You will have to change the code slightly then to adapt to this. Another easy work-around is to just convert your gray-scale image to a "color image" with 3 channels, e.g. with OpenCV cv2.cvtColor(gray_img, cv.CV_GRAY2RGB)

There are some problems when I change the code. Can you give me some advice?

tohinz commented 3 years ago

What are the problems?

FluppyBird commented 1 year ago

I had the same problem 3 days ago, and I used conda install pytorch==1.4.0 torchvision==0.5.0 cudatoolkit=10.1 -c pytorch to unexpectedly ran it.
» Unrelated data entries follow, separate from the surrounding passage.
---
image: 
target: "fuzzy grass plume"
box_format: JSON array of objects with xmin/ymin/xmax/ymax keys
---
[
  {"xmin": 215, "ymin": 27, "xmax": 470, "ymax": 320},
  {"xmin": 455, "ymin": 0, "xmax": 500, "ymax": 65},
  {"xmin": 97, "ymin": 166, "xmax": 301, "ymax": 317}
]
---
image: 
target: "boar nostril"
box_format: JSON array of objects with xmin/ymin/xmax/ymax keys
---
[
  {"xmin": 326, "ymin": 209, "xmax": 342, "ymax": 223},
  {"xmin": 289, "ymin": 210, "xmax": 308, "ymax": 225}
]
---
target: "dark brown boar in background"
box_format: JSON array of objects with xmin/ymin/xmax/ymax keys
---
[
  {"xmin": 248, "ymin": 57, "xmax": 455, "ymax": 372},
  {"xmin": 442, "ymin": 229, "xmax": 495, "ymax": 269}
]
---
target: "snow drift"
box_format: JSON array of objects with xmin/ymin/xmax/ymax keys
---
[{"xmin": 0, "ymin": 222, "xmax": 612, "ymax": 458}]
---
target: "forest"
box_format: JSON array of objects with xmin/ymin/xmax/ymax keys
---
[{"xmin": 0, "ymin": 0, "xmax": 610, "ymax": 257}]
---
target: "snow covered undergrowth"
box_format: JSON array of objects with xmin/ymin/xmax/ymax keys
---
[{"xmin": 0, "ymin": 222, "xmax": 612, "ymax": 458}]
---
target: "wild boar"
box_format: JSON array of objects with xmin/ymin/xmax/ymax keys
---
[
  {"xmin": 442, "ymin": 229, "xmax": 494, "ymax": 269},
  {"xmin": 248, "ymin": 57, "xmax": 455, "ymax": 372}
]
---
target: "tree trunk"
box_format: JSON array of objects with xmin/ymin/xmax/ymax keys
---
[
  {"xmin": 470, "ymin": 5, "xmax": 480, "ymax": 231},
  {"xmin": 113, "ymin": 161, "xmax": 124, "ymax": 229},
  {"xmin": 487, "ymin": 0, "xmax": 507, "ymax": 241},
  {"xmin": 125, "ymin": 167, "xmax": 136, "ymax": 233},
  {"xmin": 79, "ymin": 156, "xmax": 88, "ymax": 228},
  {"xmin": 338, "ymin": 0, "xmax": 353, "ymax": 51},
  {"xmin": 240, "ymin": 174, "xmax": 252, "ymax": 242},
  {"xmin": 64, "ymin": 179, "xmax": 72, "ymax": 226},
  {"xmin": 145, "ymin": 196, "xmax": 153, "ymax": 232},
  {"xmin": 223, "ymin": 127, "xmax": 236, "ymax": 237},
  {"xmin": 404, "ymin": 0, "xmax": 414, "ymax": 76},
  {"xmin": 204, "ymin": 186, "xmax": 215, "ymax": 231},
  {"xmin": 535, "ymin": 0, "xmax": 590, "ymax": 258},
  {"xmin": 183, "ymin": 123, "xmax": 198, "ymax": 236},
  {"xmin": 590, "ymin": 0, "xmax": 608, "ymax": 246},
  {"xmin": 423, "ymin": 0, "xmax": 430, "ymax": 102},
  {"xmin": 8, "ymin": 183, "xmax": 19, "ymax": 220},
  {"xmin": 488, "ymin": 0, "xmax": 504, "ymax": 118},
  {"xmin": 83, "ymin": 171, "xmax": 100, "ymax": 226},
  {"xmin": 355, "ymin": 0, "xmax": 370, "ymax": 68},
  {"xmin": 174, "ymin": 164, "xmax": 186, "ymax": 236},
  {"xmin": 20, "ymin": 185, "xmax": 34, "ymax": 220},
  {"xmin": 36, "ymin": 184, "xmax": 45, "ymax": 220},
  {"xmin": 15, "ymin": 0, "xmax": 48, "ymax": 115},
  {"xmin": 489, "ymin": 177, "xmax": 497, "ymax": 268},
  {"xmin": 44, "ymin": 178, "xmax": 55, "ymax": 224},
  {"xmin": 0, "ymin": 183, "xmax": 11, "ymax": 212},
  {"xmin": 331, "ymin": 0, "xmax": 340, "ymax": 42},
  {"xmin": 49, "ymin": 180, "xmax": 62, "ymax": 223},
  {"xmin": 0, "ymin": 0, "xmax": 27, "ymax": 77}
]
This vision of torch is the same as SinGAN, maybe you can try it. : )

LiJuanapple commented 2 months ago

Training model (TrainedModels/pantheon/2021_02_22_15_28_21_generation_train_depth_3_lr_scale_0.1_act_lrelu_0.05) Training model with the following parameters: number of stages: 6 number of concurrently trained stages: 3 learning rate scaling: 0.1 non-linearity: lrelu Training on image pyramid: [torch.Size([1, 3, 26, 42]), torch.Size([1, 3, 31, 51]), torch.Size([1, 3, 40, 66]), torch.Size([1, 3, 57, 94]), torch.Size([1, 3, 106, 175]), torch.Size([1, 3, 152, 250])]

stage [0/5]:: 0%| | 0/1000 [00:00<?, ?it/s]T raceback (most recent call last): File "main_train.py", line 118, in train(opt) File "G:\ConSinGAN\ConSinGAN\training_generation.py", line 48, in train fixed_noise, noise_amp, generator, d_curr = train_single_scale(d_curr, generator, reals, fixed_noise, noise_amp, opt, scale_num, writer) File "G:\ConSinGAN\ConSinGAN\training_generation.py", line 156, in train_single_scale gradient_penalty = functions.calc_gradient_penalty(netD, real, fake, opt.lambda_grad, opt.device) File "G:\ConSinGAN\ConSinGAN\functions.py", line 122, in calc_gradient_penalty create_graph=True, retain_graph=True, only_inputs=True)[0] File "D:\Anaconda3\envs\ConSinGAN\lib\site-packages\torch\autogradinit.py", line 149, in grad inputs, allow_unused) RuntimeError: cuDNN error: CUDNN_STATUS_EXECUTION_FAILED

I have met the same question. At last, how can you resolve the problem? Thank you very much for your sharing and guidance.